This spring, I removed relocated, and resealed a lot of the deck hardware using butyl rubber. While I had the hardware off, I also took the opportunity to seal up the balsa core around each hole. I was surprised that most of the holes in the deck weren’t sealed with epoxy–even the ones that were drilled at the factory. Luckily, I didn’t find too many spots where the core was damp.

I removed this anchor roller that was mounted at an odd angle and interfered with the mooring lines on the port side. I also replaced the aluminum 8-inch cleat with a 10-inch stainless cleat.
I used an allen wrench mounted on a drill to remove the balsa core around the holes, then filled them with MAS Epoxy’s “Gluzilla”
This two-part thickened epoxy in a tube fits in a standard caulking gun. It comes with nozzles that mix the epoxy as you need it, so you can just cap the tube and put a new mixing tip on it when you want to use it again. It’s more expensive than standard epoxy, but the convenience and cleanliness are well worth the extra cost.
Here’s the bit I read about after I bent my Allen wrench multiple times. It’s a Dremel #115, and it works great for removing balsa core and plywood from around mounting holes. It is much easier to use than the Allen wrench in a drill, especially if there are any hard spots that can catch and bend the wrench as it spins. I used it when I replaced the deck cleat, as that has a plywood core for extra strength., and I’ll probably use it for the rest of the deck holes.
The new deck cleat in front of the old aluminum cleat. Plenty of room for the mooring pendant to pass through the center.
I was able to somewhat reuse the aft holes, but had to drill new forward holes. Here they are ready to be filled with epoxy, then re-drilled.
Someone installed this solar vent without sealing any of the balsa core. Luckily, almost all of the edges were dry. I removed the core past the mounting screws so that they would be seated in epoxy, too. I also filled those VHF cable holes (not sure why there were two).
Lifeline stanchion bases ready to be reinstalled in to re-drilled, epoxy sealed holes.

I also replaced the water-soaked core in the cockpit hatch. I removed the hatch and took it home to work on it.
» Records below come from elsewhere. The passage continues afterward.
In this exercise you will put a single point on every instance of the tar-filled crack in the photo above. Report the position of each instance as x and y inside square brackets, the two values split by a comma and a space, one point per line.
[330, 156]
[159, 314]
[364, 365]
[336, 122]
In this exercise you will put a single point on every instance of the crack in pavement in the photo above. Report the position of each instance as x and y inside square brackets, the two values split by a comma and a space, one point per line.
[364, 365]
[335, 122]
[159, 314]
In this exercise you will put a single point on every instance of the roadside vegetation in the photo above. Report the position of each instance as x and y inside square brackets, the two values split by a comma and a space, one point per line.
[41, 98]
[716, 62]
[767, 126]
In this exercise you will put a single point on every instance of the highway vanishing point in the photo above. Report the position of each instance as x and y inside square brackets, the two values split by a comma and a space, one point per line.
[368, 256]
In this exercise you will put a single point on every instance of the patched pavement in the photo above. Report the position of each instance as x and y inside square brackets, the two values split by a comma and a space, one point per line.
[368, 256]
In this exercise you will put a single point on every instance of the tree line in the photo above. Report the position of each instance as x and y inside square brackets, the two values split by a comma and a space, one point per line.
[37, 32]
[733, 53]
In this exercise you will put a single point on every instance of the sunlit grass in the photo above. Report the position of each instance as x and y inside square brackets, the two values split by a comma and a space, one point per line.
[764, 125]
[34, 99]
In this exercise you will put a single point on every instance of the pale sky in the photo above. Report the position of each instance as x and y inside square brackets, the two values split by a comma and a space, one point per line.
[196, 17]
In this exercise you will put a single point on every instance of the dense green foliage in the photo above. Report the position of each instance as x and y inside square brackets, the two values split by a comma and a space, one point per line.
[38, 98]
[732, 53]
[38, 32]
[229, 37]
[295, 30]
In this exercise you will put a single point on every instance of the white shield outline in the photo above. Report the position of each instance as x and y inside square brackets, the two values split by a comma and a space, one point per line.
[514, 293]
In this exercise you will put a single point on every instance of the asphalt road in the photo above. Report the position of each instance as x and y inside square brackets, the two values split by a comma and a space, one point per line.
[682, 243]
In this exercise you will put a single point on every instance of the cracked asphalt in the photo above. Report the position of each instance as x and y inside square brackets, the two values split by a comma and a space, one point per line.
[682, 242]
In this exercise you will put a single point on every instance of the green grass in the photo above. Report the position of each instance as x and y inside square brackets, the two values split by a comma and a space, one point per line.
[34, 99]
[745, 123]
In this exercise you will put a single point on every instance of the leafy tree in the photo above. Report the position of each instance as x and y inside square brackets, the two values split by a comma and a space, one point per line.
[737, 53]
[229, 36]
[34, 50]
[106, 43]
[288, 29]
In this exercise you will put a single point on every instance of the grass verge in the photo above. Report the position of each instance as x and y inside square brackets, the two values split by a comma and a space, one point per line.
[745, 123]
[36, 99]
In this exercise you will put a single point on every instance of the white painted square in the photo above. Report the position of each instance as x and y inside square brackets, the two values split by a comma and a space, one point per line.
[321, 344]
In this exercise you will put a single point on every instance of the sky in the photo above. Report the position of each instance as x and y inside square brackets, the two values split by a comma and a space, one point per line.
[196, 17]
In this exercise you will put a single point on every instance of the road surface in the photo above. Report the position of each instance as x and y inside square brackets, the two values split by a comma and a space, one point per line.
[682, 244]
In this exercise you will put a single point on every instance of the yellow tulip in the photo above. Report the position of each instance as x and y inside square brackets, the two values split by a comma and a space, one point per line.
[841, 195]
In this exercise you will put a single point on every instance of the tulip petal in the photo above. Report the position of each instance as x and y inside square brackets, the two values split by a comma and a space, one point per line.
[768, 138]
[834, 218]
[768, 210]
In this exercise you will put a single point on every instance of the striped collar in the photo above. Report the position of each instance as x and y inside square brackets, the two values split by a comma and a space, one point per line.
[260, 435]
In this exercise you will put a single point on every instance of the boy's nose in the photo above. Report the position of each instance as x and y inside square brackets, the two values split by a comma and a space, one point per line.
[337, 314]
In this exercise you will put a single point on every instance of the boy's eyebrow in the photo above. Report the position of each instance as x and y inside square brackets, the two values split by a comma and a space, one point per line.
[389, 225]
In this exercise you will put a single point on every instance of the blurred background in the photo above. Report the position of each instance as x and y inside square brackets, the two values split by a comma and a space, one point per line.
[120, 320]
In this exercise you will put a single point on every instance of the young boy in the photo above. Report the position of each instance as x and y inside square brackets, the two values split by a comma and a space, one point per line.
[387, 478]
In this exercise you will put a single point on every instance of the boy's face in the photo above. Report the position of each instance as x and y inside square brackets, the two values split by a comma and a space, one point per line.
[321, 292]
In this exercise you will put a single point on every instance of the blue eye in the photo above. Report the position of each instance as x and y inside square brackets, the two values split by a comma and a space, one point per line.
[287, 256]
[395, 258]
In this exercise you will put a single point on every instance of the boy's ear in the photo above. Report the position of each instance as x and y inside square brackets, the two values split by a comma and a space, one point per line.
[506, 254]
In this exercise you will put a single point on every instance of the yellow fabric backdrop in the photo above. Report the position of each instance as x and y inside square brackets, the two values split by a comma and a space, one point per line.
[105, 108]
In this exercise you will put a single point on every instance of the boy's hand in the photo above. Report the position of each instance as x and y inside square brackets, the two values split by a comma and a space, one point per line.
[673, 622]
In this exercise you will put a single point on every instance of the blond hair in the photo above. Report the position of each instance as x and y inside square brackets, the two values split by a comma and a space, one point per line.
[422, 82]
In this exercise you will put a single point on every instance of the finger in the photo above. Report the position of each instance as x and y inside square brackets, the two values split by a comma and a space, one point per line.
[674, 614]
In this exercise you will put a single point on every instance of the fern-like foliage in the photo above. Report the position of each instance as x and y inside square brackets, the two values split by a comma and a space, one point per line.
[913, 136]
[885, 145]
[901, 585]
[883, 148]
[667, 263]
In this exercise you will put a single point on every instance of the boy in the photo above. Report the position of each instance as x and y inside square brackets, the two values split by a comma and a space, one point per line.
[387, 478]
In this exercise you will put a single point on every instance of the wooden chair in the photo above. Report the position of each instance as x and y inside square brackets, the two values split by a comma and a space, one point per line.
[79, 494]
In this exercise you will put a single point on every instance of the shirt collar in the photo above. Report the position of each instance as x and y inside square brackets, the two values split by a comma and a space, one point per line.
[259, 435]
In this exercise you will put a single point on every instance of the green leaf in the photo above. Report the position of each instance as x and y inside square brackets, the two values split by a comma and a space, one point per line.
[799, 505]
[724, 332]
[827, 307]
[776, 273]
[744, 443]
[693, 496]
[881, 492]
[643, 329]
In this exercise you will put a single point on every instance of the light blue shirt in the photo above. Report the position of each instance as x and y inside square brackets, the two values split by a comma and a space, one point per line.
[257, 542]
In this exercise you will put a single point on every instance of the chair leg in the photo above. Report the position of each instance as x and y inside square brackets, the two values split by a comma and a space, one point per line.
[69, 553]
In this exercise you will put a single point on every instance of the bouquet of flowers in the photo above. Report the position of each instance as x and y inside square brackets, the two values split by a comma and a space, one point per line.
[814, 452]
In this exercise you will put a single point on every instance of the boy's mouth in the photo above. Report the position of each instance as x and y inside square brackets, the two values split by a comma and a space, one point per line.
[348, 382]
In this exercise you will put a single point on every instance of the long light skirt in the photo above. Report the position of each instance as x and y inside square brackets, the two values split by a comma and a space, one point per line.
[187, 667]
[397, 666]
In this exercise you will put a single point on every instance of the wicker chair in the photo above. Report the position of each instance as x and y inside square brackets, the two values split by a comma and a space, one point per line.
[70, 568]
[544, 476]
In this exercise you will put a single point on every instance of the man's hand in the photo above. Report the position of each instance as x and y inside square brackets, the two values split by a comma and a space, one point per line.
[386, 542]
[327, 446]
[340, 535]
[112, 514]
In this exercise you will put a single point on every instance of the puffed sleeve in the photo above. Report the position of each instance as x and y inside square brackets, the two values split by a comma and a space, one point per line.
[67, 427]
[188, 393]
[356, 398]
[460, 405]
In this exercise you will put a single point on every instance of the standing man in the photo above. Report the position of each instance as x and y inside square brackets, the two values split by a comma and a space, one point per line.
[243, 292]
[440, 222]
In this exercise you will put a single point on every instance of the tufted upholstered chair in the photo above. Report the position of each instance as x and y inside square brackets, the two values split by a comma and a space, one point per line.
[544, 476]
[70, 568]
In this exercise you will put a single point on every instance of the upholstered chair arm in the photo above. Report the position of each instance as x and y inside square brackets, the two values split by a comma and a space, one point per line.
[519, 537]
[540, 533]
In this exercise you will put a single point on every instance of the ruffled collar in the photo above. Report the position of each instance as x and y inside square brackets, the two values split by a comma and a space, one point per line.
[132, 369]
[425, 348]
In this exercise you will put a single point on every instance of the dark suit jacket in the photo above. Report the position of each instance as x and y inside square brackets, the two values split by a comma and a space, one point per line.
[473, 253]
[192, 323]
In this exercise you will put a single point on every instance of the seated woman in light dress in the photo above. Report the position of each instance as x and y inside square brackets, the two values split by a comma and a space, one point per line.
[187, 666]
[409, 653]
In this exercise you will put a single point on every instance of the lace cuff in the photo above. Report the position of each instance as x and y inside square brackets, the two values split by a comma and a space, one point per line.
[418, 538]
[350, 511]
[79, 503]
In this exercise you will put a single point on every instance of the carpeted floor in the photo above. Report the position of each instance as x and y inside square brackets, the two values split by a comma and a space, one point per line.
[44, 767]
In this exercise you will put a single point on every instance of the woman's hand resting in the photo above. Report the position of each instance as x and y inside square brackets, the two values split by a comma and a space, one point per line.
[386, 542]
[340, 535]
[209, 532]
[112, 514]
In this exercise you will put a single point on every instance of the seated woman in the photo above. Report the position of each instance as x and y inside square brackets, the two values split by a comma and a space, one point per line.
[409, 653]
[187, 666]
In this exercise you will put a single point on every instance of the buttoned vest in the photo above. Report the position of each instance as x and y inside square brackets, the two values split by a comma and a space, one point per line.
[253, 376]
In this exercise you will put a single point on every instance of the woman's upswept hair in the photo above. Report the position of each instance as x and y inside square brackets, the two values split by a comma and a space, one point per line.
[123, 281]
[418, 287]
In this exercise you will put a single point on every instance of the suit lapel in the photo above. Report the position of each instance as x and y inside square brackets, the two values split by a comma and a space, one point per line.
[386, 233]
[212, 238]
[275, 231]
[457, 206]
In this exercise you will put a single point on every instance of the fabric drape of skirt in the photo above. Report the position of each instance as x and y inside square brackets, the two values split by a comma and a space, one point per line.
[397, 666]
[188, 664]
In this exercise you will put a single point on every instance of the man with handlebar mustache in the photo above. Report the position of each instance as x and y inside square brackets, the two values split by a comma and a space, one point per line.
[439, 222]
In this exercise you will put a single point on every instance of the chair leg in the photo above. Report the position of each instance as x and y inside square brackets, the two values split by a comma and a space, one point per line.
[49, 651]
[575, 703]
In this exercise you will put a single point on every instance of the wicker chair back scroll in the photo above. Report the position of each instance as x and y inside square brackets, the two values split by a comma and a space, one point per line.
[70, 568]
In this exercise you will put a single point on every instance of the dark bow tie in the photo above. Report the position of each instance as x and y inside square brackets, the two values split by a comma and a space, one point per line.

I cut the fiberglass off the bottom of this hatch using a Ryobi multi-tool. I then scraped all the soaked core out and ground the edges of the fiberglass to prepare it for the repair.
Here’s the finished fiberglass hatch cover. I used CoreMat to replace the balsa core (mostly because I already had it and options were limited during quarantine–but it is lighter and it won’t rot). It does soak up an incredible amount of resin, though.